Returning old or damaged currency
The Reserve Bank is liable to pay on any currency it issues, provided it is not so badly damaged that it is unrecognisable. In extreme cases, individual assessments may need to be made.
The Reserve Bank will only pay face value for currency that has been legally issued for use in New Zealand – not foreign currencies. We cannot provide advice about the value of banknotes or coins as collectable items.
To receive payment for old or damaged currency from the Reserve Bank, you need to return it to our office in Wellington.
If you are bringing or sending old notes or coins to the Reserve Bank, please print and complete the following form:
- The Reserve Bank only pays face value and doesn’t offer advice on the value of currency as collectable items.
- Contact a numismatic dealer if you think the currency may be worth more than face value.
- The Reserve Bank does not accept foreign currency.
- Claims over $5 must be paid into a New Zealand bank account. If you do not have a New Zealand bank account, a cheque will be issued to you.
- Currency can only be returned to the Reserve Bank in Wellington.
- Currency returns may take 10-20 working days to process.
- Any claims of $1000 or more will need to be discussed with a Currency Officer.
Reserve Bank of New Zealand
PO Box 2498
You can send old or damaged currency along with a filled out form to our office in Wellington. We urge you to first check the terms of carriage with the courier company you use. Different companies have different rules about what they transport.
Any cost involved in sending the currency to the Bank must be paid by you.

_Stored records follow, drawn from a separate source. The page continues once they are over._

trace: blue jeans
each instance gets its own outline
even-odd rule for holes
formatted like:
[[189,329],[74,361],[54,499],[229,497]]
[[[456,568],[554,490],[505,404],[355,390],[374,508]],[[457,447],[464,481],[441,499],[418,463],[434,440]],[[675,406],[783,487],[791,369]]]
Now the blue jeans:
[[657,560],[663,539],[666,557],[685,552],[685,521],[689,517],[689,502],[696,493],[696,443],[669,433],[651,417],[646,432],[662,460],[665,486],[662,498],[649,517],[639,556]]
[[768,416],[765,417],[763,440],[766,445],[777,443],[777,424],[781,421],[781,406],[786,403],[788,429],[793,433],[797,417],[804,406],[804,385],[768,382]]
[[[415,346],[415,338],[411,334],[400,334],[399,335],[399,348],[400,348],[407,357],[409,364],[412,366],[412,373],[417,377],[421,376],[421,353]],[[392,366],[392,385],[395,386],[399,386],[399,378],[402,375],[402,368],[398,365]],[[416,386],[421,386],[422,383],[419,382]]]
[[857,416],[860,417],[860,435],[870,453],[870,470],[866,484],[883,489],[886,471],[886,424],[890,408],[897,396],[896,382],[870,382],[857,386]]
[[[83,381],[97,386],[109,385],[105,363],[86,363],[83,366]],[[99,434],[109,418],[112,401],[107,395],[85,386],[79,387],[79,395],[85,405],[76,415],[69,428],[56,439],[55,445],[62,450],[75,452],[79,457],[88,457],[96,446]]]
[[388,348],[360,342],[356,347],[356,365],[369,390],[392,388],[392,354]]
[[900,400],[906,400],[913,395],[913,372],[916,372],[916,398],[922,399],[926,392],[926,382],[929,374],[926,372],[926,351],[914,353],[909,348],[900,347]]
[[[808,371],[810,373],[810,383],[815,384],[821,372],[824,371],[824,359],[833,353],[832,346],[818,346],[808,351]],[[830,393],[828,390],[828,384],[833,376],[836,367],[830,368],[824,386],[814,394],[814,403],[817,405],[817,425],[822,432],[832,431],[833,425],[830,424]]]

The Reserve Bank in Wellington is the only office that accepts currency returns.
Old currency and legal tender
Series 3, 4, 5, 6 and 7 of New Zealand banknotes - $5, $10, $20, $50 and $100 notes are legal tender, regardless of how old they are and what condition they are in.
The current 10 cent, 20 cent, 50 cent, $1 and $2 coins are also legal tender.
- The 2015 Bulletin article 'Payments and the concept of legal tender' explains payments and the concept of legal tender in more detail.
Currency which has ceased to be legal tender (with the date withdrawn from circulation) includes:
- British silver coins (crown, half-crown, florin, shilling, sixpence & threepence) (1.2.1935)
- Series 1 and series 2 banknotes (pre-decimal 1.11.1982)
- 1c and 2c coins (30.4.1990)
- $1 and $2 notes (16.4.1993)
- cupro-nickel 5c, 10c, 20c, 50c (1.11.2006)
The Reserve Bank will always pay face value for currency that has been legally issued for use in New Zealand but has ceased to be legal tender (including pre-decimal currency).
Buying currency from the Reserve Bank
The Reserve Bank only issues currency to the retail banks. We do not sell new or old notes and coins directly to the public.